For cyclists in Durango, Colorado, Sepp Kuss’s Tour de France stage win brought joy, memories, and good vibes.
JULY 15, 2021
At the Kuss family home in Durango, Colorado, Dolph and Sabina Kuss screamed into the television this past Sunday, watching their son, Sepp, navigate the twists and turns on his bicycle as he descended the Col de Beixalis during stage 15 of the Tour de France, thousands of miles away in Andorra.
Behind Kuss, Alejandro Valverde gave chase, hoping to challenge the American for the stage win.
“Come on Seppy, take a risk,” shouted Dolph, a two-time Olympic cross-country skiing coach for Team USA in 1964 and 1972. “I was encouraging him on that downhill so he wouldn’t have to battle Valverde out for the last few seconds going into the finish. Sepp, of course, I know he’s not void of downhill skills. When they would show the splits – 18, 20, down to 15, back to 16 – oh man, every one of those second losses felt like they sucked the wind out of you, and every gain brought you to life.”
Sabina, herself a cyclist who has conquered the Iron Horse Bicycle Classic from Durango to Silverton on numerous occasions, at times with her son in tow during his early days on a bike, said she could watch him without fear as he reached speeds as high as 50 mph on the downhill for the first time in her life.
“Thank goodness there was no rain,” Sabina Kuss told VeloNews. “We know Sepp is a good descender, so this was the first time I could relax, and I took every curve with him.”
As Dolph and Sabina proudly looked on, Sepp held off Valverde, and coasted across the line to take the biggest victory of his professional cycling career. In doing so, he became the first American in a decade to win a stage of the Tour de France.
Back in Durango, Colorado, where Sepp grew up, the victory sent ripples through the community. Those who knew him best had just watched him do what he had done so. many times on a mountain bike throughout his childhood. And in the days after the victory, these friends explained how Kuss’s win reverberated throughout the mountain town in Southwestern Colorado, that has produced so many great cyclists before.
“Back in 2017 when he was racing domestically for Rally Cycling, Sepp, Howard Grotts and I rode the South Boundary Trail from Angel Fire to Taos in New Mexico,” said pro mountain bike and gravel racer Payson McElveen of Durango.
“It was a super long descent and pretty technical in the end. I don’t think Sepp had ridden his mountain bike in like nine months or something crazy because he had been focused on the road. But he just hops on his mountain bike, and he was ripping, and he was even wearing road pedals and road shoes. Howie and I had just gotten off a full mountain bike season, and Sepp had absolutely not lost a beat.
“So when he dropped into that descent on the Tour, I had a pretty good feeling he was just going to absolutely rip it. It was easy to believe in his massive bank of skills at this point,” McElveen added.

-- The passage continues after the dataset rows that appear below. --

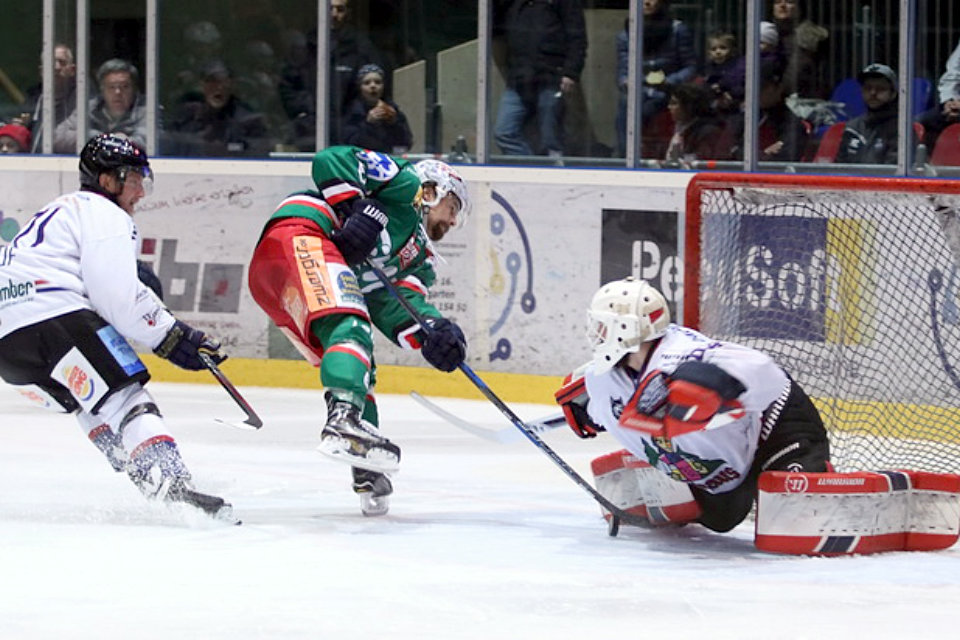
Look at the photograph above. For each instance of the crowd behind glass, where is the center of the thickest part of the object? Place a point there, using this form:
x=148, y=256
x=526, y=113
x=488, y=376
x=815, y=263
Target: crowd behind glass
x=240, y=80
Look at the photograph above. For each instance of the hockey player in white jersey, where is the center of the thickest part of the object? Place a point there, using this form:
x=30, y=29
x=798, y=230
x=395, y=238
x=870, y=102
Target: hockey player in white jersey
x=710, y=414
x=70, y=300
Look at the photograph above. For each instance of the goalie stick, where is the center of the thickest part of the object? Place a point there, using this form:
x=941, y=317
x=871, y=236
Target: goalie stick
x=253, y=421
x=504, y=435
x=617, y=515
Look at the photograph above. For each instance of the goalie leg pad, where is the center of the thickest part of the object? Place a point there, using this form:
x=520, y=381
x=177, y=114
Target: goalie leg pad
x=857, y=513
x=639, y=489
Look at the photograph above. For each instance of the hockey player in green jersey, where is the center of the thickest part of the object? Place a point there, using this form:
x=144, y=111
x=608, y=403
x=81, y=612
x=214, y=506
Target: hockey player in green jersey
x=309, y=272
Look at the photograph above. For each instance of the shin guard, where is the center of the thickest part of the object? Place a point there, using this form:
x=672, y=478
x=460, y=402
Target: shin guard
x=639, y=489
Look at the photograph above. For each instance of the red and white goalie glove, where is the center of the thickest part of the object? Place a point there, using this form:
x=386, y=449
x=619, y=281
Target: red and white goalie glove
x=572, y=398
x=695, y=397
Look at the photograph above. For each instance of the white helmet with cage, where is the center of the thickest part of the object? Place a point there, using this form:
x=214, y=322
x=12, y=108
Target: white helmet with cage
x=445, y=180
x=622, y=315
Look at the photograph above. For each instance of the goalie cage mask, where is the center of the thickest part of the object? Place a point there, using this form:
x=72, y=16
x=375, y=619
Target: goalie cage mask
x=445, y=180
x=622, y=315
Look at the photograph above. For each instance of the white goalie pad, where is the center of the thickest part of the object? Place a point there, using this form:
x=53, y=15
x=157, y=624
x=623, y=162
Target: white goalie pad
x=637, y=488
x=857, y=513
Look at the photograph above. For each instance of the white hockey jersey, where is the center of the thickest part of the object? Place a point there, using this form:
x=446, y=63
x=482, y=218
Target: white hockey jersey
x=79, y=252
x=716, y=460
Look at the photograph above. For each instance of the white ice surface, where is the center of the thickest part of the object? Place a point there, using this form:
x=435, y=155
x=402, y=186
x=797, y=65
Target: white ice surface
x=483, y=540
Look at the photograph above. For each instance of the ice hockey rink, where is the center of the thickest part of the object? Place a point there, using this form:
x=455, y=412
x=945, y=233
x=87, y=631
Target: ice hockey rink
x=483, y=540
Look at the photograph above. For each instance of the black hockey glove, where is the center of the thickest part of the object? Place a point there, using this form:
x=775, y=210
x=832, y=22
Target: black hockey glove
x=360, y=233
x=149, y=278
x=444, y=347
x=183, y=345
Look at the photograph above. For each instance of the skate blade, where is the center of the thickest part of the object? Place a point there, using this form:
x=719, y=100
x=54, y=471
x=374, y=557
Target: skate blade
x=375, y=460
x=372, y=506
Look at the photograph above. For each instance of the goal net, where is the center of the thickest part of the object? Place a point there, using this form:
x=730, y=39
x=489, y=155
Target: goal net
x=853, y=286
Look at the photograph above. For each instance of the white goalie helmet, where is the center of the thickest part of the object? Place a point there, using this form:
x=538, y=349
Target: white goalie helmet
x=446, y=180
x=622, y=315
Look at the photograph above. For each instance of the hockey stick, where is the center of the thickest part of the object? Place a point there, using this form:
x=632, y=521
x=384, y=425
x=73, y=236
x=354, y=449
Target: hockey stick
x=253, y=421
x=617, y=514
x=505, y=435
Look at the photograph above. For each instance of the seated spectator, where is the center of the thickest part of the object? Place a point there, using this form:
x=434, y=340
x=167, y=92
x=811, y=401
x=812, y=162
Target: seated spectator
x=949, y=85
x=669, y=58
x=14, y=138
x=871, y=138
x=781, y=135
x=801, y=46
x=64, y=100
x=215, y=122
x=120, y=107
x=720, y=72
x=697, y=133
x=938, y=118
x=372, y=121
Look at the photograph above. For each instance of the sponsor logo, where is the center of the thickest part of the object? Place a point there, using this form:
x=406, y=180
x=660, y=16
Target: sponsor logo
x=349, y=287
x=840, y=482
x=796, y=484
x=378, y=166
x=13, y=290
x=680, y=465
x=78, y=382
x=311, y=272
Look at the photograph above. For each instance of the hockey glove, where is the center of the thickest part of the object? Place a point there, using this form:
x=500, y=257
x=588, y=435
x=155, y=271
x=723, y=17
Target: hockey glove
x=698, y=392
x=360, y=233
x=444, y=347
x=573, y=398
x=146, y=275
x=183, y=345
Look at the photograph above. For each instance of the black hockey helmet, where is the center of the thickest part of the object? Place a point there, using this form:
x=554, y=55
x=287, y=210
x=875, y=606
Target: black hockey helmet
x=112, y=153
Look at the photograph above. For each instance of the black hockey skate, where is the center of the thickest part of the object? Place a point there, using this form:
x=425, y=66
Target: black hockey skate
x=374, y=489
x=159, y=474
x=348, y=439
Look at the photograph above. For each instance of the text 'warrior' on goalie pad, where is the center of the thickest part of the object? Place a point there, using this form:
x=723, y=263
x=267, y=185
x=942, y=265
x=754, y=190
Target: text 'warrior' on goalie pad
x=857, y=513
x=637, y=488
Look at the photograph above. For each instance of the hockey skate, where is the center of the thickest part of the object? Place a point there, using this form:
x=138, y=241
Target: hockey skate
x=374, y=490
x=346, y=438
x=160, y=474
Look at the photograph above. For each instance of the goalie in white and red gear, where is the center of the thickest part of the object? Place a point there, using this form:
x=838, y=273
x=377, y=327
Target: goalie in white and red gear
x=706, y=423
x=705, y=413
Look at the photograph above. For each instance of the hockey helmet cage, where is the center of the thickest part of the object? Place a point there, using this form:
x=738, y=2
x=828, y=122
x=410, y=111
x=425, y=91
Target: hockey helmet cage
x=445, y=180
x=113, y=153
x=622, y=315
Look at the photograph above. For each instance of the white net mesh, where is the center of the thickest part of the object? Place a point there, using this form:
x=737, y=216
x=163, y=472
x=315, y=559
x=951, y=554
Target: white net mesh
x=857, y=294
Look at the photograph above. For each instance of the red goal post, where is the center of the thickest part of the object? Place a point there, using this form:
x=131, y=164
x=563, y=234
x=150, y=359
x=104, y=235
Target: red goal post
x=853, y=285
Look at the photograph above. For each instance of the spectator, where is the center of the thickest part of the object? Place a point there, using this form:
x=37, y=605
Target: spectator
x=215, y=122
x=373, y=122
x=201, y=44
x=781, y=135
x=120, y=108
x=938, y=118
x=669, y=59
x=349, y=50
x=871, y=138
x=64, y=100
x=720, y=72
x=801, y=47
x=697, y=133
x=949, y=86
x=14, y=138
x=546, y=51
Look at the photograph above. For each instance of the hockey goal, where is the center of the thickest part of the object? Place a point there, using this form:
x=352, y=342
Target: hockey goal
x=853, y=285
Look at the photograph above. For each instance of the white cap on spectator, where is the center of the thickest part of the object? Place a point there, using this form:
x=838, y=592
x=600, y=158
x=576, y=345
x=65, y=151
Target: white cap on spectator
x=768, y=34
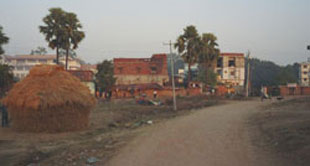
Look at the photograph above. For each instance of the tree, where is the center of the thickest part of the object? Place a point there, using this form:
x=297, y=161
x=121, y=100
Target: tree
x=6, y=75
x=54, y=29
x=6, y=78
x=73, y=34
x=39, y=51
x=208, y=54
x=3, y=40
x=105, y=78
x=63, y=53
x=188, y=46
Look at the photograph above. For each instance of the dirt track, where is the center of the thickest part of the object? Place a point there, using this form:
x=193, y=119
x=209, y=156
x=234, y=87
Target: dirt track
x=215, y=136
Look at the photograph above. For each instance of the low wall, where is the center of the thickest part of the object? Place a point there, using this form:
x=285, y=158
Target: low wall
x=291, y=91
x=163, y=93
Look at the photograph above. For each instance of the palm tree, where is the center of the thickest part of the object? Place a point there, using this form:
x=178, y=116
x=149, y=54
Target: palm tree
x=209, y=51
x=3, y=40
x=53, y=29
x=188, y=46
x=73, y=34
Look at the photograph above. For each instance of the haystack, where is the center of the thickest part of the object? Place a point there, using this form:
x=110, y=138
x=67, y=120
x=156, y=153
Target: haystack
x=49, y=99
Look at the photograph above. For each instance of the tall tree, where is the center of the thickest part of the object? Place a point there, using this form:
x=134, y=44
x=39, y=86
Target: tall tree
x=6, y=75
x=39, y=51
x=105, y=78
x=54, y=29
x=3, y=40
x=209, y=53
x=188, y=46
x=63, y=53
x=73, y=34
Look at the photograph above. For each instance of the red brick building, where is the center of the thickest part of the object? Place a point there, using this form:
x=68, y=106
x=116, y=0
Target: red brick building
x=141, y=70
x=86, y=77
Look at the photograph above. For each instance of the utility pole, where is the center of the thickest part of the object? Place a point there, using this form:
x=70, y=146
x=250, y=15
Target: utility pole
x=248, y=75
x=172, y=75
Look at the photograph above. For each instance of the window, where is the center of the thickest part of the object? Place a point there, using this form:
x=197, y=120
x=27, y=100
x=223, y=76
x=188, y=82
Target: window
x=21, y=61
x=138, y=70
x=20, y=68
x=43, y=61
x=120, y=69
x=219, y=72
x=31, y=60
x=220, y=62
x=153, y=70
x=231, y=62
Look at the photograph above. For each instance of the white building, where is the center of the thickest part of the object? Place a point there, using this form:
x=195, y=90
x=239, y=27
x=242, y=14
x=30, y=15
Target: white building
x=305, y=74
x=23, y=63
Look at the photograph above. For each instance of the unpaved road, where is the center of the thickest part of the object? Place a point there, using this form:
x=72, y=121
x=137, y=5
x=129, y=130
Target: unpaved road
x=214, y=136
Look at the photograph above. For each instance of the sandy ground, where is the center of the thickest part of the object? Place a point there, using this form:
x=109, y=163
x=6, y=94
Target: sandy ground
x=215, y=136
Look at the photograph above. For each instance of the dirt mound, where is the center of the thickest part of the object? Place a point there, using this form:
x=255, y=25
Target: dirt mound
x=49, y=99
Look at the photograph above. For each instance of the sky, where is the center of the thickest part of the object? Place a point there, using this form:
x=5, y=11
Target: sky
x=276, y=30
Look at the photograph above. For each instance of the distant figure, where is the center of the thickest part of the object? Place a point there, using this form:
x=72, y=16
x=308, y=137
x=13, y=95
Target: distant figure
x=155, y=94
x=5, y=116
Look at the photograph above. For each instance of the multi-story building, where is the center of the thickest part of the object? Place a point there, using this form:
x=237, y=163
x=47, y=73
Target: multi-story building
x=231, y=69
x=141, y=70
x=304, y=74
x=23, y=63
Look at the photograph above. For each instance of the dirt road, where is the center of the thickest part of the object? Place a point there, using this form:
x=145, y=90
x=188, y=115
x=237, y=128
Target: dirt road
x=215, y=136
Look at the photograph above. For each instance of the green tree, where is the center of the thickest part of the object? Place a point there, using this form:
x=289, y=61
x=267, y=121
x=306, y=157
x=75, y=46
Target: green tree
x=6, y=78
x=39, y=51
x=73, y=34
x=54, y=29
x=208, y=54
x=3, y=40
x=188, y=46
x=105, y=78
x=63, y=53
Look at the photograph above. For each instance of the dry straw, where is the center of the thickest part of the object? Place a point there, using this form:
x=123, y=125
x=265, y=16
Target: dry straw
x=49, y=99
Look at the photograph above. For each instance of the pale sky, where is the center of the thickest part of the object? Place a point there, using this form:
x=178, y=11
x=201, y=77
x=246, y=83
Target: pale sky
x=277, y=30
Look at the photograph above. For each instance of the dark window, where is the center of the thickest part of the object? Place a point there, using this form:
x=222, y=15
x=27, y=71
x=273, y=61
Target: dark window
x=153, y=70
x=120, y=69
x=220, y=62
x=231, y=63
x=138, y=70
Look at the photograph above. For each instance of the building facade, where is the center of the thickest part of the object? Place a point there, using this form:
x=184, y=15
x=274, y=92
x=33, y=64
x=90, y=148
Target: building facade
x=304, y=74
x=141, y=70
x=23, y=63
x=86, y=77
x=231, y=69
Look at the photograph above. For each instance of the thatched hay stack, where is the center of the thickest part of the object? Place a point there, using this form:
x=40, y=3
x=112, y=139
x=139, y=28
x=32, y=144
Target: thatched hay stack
x=49, y=99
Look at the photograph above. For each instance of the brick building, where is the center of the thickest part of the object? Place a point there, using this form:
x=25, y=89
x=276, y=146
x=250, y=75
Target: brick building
x=305, y=73
x=141, y=70
x=86, y=77
x=231, y=69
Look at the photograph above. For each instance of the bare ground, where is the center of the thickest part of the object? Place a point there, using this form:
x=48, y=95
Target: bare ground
x=215, y=136
x=283, y=128
x=237, y=133
x=112, y=125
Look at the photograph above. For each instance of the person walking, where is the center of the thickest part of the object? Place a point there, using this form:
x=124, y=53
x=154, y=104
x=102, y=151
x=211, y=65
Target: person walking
x=5, y=116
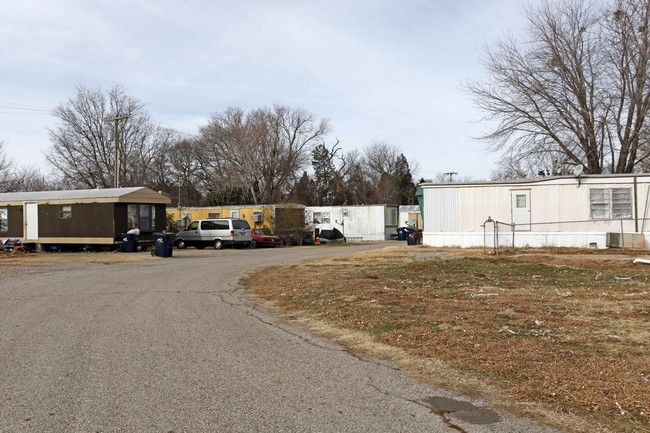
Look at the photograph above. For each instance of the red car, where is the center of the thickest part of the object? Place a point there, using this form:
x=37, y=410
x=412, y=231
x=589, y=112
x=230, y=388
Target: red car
x=263, y=239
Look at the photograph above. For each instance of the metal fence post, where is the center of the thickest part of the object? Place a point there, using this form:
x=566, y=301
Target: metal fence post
x=622, y=238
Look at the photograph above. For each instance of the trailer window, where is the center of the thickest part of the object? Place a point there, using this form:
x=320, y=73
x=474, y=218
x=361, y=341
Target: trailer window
x=65, y=211
x=321, y=217
x=132, y=216
x=391, y=216
x=240, y=224
x=145, y=217
x=4, y=220
x=610, y=203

Dreams of mountain bike success fill many Durango children at a young age. From his early days working with coach Chad Cheeney at Durango Devo, Kuss was known for his small frame, pointy elbows, strong climbing ability, and the tail whips he would try to throw off even the smallest features on any trail.
“Like everyone, he was into mountain bikes. But he would always ride the road, too,” Cheeney said. “Sepp always had these really cool and funny custom road bikes, beaters he had boughten off eBay or found in the Durango Cyclery recycling section. He’d find these super-light frames and put funky parts on them. We’d go on rides, and his bike would be creaking and rattling loose. He was this cobbler of bikes.”
During his senior year of high school, Kuss made the USA Cycling roster for the UCI mountain world championships, and he was a member of the Rocky Mountain Chocolate Factory Devo Sweet Elite team put together in Durango. It was made up of under-23 stars such as Kaylee Blevins, Lauren Catlin, Tad Elliott, Grotts, McElveen, and Sarah Sturm along with high school shredders in Kuss and Stephan Davoust, among others.
While none of those riders ever would have gone on to predict the success Kuss would have in road cycling, he left a few clues behind along the way.
“We were at a race in Colorado Springs for Sweet Elite, and Sepp couldn’t make it because he was in Europe for a world cup,” Cheeney said. “We all watched the live timing for it. He started like 130th, and it was a super climbing race. He moved all the way up to like 50th or something. All of us had the tingles, and we looked at each other like, ‘Holy cow, Sepp can really, like really, climb. Before, we all knew he was fast, but that was this world-class moment. Before, you just thought of Sepp as some chill and mellow guy. You never thought of him as a world killer.”